Haut bas fragile is one of Jacques Rivette’s most beautiful assertions of the world as a playground, so easily and constantly enjoyable that its radical strangeness is rapidly absorbed or overlooked. Just as a small example, the film would generally be labeled as a musical, but the first such number doesn’t arise until well over an hour into the film, and one of the three main characters (all followed through separate, occasionally intertwining narratives) is excluded from any singing or dancing…except that she’s haunted by a song she’s had in her head since childhood, that she believes might lead her to her birth mother, thus in a sense making her story the most purely musical of all.
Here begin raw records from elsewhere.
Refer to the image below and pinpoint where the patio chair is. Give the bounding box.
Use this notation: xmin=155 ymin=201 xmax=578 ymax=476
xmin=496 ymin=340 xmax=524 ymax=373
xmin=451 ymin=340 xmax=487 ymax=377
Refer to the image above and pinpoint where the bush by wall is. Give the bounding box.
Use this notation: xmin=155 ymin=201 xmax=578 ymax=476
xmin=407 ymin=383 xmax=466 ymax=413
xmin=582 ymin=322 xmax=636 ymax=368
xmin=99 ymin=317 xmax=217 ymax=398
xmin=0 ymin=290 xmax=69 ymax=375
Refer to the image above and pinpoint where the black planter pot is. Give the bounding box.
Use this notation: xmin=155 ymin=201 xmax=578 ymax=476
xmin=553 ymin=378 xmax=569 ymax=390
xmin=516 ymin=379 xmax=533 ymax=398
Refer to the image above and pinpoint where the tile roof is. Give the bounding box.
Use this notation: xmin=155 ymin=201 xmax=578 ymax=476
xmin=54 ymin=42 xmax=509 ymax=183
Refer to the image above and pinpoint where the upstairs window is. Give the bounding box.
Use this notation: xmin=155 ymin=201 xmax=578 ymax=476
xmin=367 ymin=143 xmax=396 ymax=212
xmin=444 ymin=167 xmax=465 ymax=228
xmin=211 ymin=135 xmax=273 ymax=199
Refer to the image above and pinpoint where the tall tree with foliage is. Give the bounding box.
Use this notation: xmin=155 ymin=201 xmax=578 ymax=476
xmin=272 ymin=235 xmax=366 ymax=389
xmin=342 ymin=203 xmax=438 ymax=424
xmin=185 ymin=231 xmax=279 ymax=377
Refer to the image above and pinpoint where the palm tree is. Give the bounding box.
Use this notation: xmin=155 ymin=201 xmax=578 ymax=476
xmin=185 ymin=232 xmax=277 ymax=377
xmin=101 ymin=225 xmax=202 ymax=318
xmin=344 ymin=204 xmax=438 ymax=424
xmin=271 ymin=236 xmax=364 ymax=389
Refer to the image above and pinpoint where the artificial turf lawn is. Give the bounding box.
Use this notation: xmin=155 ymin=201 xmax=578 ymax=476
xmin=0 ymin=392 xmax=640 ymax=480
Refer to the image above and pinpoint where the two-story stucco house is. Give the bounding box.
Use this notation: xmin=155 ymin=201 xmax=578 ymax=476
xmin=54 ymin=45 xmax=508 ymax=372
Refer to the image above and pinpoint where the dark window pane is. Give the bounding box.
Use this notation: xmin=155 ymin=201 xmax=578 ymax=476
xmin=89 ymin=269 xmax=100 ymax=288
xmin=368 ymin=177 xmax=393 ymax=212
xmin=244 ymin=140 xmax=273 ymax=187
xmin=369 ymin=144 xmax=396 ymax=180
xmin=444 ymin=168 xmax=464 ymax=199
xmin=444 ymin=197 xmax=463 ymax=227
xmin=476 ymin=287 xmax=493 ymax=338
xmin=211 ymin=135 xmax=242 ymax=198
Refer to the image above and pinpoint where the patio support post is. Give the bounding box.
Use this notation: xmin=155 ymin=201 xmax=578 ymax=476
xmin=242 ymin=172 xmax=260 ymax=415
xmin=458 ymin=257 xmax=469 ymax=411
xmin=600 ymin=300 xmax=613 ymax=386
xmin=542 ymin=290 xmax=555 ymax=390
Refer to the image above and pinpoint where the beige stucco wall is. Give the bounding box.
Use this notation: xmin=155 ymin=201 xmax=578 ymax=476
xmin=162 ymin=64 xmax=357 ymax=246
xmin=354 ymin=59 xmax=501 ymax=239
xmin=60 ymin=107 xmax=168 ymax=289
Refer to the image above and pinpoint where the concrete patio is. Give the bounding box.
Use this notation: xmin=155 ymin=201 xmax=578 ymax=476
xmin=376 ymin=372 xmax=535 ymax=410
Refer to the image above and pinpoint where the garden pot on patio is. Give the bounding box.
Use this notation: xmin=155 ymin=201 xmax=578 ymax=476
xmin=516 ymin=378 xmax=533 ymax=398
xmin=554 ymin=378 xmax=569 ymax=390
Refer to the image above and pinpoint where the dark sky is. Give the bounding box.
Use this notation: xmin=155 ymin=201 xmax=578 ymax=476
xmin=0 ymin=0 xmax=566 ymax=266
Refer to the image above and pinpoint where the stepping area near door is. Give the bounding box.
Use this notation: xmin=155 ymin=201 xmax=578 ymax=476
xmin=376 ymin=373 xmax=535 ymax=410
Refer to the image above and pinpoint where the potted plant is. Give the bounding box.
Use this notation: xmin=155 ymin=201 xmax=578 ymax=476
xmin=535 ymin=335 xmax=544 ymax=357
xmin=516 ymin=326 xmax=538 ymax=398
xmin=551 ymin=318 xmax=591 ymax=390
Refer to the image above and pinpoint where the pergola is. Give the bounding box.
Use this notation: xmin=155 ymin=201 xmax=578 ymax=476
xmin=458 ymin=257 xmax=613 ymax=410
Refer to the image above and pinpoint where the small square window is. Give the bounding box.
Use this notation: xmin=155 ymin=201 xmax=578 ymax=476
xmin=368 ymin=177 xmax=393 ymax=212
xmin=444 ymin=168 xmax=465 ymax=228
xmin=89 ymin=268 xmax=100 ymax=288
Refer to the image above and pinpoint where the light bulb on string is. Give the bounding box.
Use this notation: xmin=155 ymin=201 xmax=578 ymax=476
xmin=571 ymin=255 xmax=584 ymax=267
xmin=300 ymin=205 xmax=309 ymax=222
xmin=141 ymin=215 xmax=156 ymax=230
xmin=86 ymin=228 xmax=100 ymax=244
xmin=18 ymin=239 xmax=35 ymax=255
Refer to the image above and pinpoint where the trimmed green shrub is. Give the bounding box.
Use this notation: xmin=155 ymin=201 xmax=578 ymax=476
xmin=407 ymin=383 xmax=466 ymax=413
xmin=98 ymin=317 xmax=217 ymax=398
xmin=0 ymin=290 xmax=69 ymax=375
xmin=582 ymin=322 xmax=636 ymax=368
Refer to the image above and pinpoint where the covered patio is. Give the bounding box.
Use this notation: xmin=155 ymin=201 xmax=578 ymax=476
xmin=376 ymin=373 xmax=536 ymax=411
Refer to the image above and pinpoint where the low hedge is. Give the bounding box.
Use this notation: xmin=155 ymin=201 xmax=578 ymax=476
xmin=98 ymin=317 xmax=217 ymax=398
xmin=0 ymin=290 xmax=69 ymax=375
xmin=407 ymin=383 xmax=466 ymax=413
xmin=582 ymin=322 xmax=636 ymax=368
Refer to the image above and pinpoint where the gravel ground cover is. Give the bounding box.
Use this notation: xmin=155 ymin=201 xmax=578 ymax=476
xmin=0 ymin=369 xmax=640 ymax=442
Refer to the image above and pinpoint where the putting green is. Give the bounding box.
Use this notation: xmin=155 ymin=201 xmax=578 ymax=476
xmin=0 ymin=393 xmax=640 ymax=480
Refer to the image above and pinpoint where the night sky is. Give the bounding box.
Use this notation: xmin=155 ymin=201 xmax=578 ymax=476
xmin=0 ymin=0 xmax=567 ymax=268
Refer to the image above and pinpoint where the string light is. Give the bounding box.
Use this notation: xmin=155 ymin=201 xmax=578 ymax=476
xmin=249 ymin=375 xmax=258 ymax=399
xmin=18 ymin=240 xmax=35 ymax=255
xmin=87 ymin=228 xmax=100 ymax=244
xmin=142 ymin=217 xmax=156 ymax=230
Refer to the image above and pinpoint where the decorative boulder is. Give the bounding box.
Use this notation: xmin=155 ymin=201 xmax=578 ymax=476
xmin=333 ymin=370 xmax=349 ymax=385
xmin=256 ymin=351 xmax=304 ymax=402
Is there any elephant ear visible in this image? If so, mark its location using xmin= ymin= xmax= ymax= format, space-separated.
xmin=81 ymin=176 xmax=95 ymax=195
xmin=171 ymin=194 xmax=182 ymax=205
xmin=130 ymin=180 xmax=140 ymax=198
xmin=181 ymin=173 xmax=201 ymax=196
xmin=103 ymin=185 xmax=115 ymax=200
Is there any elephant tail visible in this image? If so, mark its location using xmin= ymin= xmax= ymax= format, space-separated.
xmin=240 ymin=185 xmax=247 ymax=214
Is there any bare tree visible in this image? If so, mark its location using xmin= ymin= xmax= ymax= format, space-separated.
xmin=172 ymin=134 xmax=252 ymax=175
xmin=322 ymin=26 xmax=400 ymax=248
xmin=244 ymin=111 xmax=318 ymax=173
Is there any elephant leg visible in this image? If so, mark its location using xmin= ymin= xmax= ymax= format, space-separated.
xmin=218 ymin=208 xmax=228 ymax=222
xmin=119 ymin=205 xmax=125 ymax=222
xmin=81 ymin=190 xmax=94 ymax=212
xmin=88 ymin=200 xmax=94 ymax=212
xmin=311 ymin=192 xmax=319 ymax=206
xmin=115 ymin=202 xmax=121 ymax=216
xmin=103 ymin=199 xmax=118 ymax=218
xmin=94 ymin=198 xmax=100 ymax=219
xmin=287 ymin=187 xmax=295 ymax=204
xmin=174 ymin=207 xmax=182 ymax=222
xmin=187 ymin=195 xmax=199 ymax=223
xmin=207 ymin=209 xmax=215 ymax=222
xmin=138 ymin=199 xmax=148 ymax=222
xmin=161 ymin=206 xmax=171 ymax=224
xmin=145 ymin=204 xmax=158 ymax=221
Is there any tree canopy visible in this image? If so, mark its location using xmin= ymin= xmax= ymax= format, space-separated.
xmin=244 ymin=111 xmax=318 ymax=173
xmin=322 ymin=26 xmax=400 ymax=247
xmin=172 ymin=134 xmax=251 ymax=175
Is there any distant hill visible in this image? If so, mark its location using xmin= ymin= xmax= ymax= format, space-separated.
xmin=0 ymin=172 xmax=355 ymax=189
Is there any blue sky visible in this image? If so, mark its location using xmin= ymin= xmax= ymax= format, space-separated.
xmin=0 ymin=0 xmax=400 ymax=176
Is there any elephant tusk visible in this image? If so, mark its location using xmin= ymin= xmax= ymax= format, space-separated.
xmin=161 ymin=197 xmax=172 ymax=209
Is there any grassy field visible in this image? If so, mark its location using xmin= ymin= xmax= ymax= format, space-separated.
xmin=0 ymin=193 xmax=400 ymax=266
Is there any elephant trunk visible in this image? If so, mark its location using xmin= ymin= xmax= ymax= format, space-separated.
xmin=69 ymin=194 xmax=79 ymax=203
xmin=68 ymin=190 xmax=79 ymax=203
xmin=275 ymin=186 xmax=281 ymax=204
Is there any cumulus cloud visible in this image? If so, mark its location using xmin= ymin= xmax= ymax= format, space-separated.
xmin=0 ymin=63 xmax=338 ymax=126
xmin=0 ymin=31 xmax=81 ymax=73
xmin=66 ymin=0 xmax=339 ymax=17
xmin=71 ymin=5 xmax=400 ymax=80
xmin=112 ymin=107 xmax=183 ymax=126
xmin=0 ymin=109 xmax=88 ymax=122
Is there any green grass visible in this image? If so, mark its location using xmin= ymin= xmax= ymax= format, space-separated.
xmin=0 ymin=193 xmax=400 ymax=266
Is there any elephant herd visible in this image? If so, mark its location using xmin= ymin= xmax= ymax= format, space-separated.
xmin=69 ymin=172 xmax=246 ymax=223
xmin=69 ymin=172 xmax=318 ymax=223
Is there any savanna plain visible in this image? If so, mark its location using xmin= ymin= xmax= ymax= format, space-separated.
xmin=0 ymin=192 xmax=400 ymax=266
The film teems with elements of quasi-mythology or fairy-tale - a woman waking up after years in a coma, finding herself the owner of a mystery-filled house left to her by a deceased aunt; a mysterious underground society where the members engage in a form of Russian roulette (it turns out to be a fake, but still…); peculiar encounters with men, or with cats – but never feels like a work of frivolity or denial, with none of the three strands providing perfect closure. On the contrary, all three women in a sense choose to defer discovery and accountability, all the better to keep moving unpredictably through life (nevertheless, one comes away with the general sense of a happy ending, as one would wish). The highly theatrical dance choreography forms its own interrogation of life and cinema: one character moves as if openly trying to possess the entire floor, another oscillates between minimal moves and sudden extreme, jagged poses, as if to preserve an element of surprise; all of which (in combination with the quirkily beguiling songs) render the musical sequences not so much an adornment or expressive addition, but a counterpointing source of mystery and reverie. The cast (including Marianne Denicourt and Anna Karina) is almost pure delight.